Hight is a two-time champion (2009 and ’17) and president of the company. And he, too, claims he’s amazed at how far he has come in a sport his parents urged him not to pursue.

“I pinch myself. It’s hard for me to believe,” he said. “Honestly, I never thought I would get to drive. It was my dream, but you’ve got to face reality. Luckily, John gave me the chance. In all honesty, it wouldn’t have happened if I had not been married to his daughter.”

That’s one wrinkle in an otherwise perfect story. Hight and Force’s eldest daughter, Adria, are the parents of teenage daughter Autumn. But Hight and Adria Force split several years ago, although their relationship is amicable for their daughter’s sake — and the fact they still work together. Adria Force is the CFO of John Force Racing.

“We get along fine. We have to work together every day. If we didn’t do it right, it would be awkward for everybody that works around us and that isn’t fair to them,” Hight said. “We communicate, like we always did. There’s not going to be any fighting. Things didn’t work out and we moved on.”

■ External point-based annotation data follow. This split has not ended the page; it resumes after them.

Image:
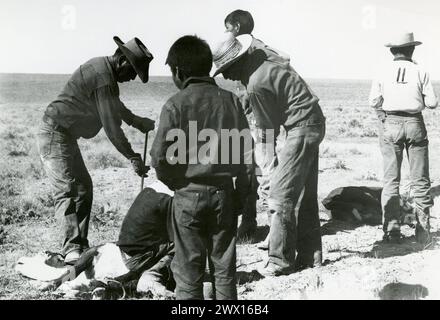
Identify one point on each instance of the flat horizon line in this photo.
(165, 76)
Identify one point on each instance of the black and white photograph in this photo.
(220, 150)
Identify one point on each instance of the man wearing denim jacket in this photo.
(88, 102)
(279, 97)
(399, 95)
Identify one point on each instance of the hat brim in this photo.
(408, 44)
(246, 41)
(141, 71)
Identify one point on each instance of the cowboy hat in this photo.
(403, 40)
(229, 50)
(137, 55)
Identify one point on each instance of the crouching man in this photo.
(88, 102)
(140, 260)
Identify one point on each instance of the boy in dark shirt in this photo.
(203, 219)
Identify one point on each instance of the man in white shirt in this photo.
(399, 95)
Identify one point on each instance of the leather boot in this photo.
(423, 226)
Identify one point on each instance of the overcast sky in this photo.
(326, 39)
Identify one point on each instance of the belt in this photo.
(403, 114)
(220, 183)
(52, 123)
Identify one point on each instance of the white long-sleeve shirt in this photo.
(403, 86)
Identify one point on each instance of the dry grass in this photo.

Many wonder how Hight feels being overshadowed by the larger-than-life John Force, the boss who has eight times more championships and literally 100 more victories.

“I don’t look at it like that,” Hight said. “John’s been racing 40 years and he’s a 16-time champ and has more wins than anybody else. He deserves to be where he’s at today. I’m very grateful for him giving me this opportunity to drive. If it wasn’t for John, I wouldn’t be doing this. So it doesn’t bother me one bit. I’m probably his biggest fan. I like the role that I play. I’m not a storyteller. I’m not a comedian. I’m more serious and technical. I think it’s a good balance.”

A sign of Hight’s loyalty came in 2007 when Force was hospitalized for several weeks with multiple fractures and injuries from a frightening crash. Hight stayed by Force’s side and even provided some custodial care. That’s about as personal as it gets, yet Hight said, “When you care about somebody, you do whatever you can to help him. It didn’t bother me a bit.”

Hight thinks a team with two John Force personalities might be impossible.

“It would clash. I just don’t know that that could work,” Hight said. “John’s an easy person to get along with. John can get along with anybody. But Kobe Bryant could not play with LeBron James.”

But he was quick to say Force gives people the limelight more often than fans might recognize: “Definitely. He wins a race against you, and he wants to pull you into the interview and get you some attention, too. That’s the kind of person he is.”